It’s really hard to comprehend whats going on in the music business at times. We have reports that the future could be ownership by the consumer again, ie the vinyl boom that hit us last year with record sales being talked about, then we have what the majority of people believe is the future which is streaming services.
First, recently, streaming giant Spotty came to a new licensing agreement with record label giant Universal. Spotify will notably limit some albums to its paid tier for two weeks at a time, but singles will still have no restrictions, and Universal will reportedly charge less in royalty fees as part of the arrangement.
Second, Kanye West’s “The Life of Pablo” became the first album to go platinum in the US through streams.

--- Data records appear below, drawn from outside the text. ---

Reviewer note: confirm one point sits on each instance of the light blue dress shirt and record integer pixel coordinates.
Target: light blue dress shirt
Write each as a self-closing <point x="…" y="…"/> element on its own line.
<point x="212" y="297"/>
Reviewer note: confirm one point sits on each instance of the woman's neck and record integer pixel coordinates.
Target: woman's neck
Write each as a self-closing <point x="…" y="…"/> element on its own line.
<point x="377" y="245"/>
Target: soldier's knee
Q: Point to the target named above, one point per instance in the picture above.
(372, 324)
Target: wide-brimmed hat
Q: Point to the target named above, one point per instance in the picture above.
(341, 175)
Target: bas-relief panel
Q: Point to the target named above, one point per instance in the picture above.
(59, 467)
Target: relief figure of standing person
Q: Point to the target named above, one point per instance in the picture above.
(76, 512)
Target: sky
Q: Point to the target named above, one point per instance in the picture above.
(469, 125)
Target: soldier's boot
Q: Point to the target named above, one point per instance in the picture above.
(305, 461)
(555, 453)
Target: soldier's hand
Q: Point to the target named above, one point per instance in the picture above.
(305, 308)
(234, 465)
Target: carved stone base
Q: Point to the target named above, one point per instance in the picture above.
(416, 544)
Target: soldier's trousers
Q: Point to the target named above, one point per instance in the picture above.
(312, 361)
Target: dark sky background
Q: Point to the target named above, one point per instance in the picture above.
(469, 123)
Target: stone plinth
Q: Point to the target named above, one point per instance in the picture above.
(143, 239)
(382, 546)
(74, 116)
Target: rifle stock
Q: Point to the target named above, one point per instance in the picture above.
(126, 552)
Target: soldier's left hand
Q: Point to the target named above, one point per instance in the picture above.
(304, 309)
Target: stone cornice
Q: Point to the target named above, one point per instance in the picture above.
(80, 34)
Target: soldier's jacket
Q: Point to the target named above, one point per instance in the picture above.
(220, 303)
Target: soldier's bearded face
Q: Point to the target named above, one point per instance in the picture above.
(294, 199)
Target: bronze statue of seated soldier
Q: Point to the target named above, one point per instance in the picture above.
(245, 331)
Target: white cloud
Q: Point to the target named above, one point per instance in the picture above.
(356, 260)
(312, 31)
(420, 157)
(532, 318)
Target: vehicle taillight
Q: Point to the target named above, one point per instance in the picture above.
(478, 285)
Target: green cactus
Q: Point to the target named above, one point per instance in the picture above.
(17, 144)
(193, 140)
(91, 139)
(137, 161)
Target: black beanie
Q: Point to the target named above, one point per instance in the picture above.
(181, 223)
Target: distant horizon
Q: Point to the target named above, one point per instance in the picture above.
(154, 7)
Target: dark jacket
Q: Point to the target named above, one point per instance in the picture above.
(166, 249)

It’s been streamed more than 3 billion times since its release in February 2016. According to the RIAA, streaming brought in more than half of the US music industry’s revenue in 2016.
Yet and its a big yet! A filing from the Swedish company, registered in Luxembourg, showed that despite revenues almost doubling in 2016, the company is making a bigger loss than ever.
The new figures, which come as Spotify’s paying users reach 30 million, could raise questions about whether the subscription model, which accounts for a growing proportion of music industry revenues, is sustainable in its current form. now according to Forbes.
“It’s safe to say that streaming music isn’t going anywhere fast, but something is going to have to change in order for many of these companies to survive” says Hugh McIntyre, Forbes.
What this change may be, we’re not sure, but we do know that streaming services as they are now cannot support the music industry. Something’s got to give, and we’re pretty sure it won’t be the customer.
According to some experts the digital download would disappear entirely over the next few years as it became redundant.(maybe as musical theft will never go away)
While vinyl sales still only account for 5% of the albums market, they are becoming increasingly important sources of income for record labels and musicians.
Jamie Oborne, the manager of Mercury-nominated band the 1975, whose debut album was Urban Outfitters’ biggest selling vinyl of 2015, said: “There’s been this cultural shift where people are willing to pay for music again which is brilliant. We now sell a ton of vinyl and the margins on vinyl are huge so it is really a significant source of revenue for us.”
The boost in vinyl sales is part of a wider shift in the fortunes of the music industry back towards turning a profit again. In December, one the biggest global record labels, Warner Music, reported their best profits in eight years, of which $1bn (£810m) came directly from streaming, and in the first half of 2016, streaming revenue in the US grew by 57% to $1.6bn. In contrast, CD sales were down 10% on last year.
I remember the future being 8 track cassettes then CD’s, then it being mini discs as the digital age kicked in. I don’t know the future and I don’t think many people do. What i do know is while you can get music for free and i do mean steal it (lots of software out there just for that purpose) whether from streaming services like Spotify, Apple music or YouTube or the myriad of other streaming services and of course torrent sites like PirateBay there will always be a rocky road ahead for the artists. OH i just remembered I use to tape on my Phillips cassette recorder the top twenty every Sunday evening, perhaps nothing has changed really and it’s always been that rocky road.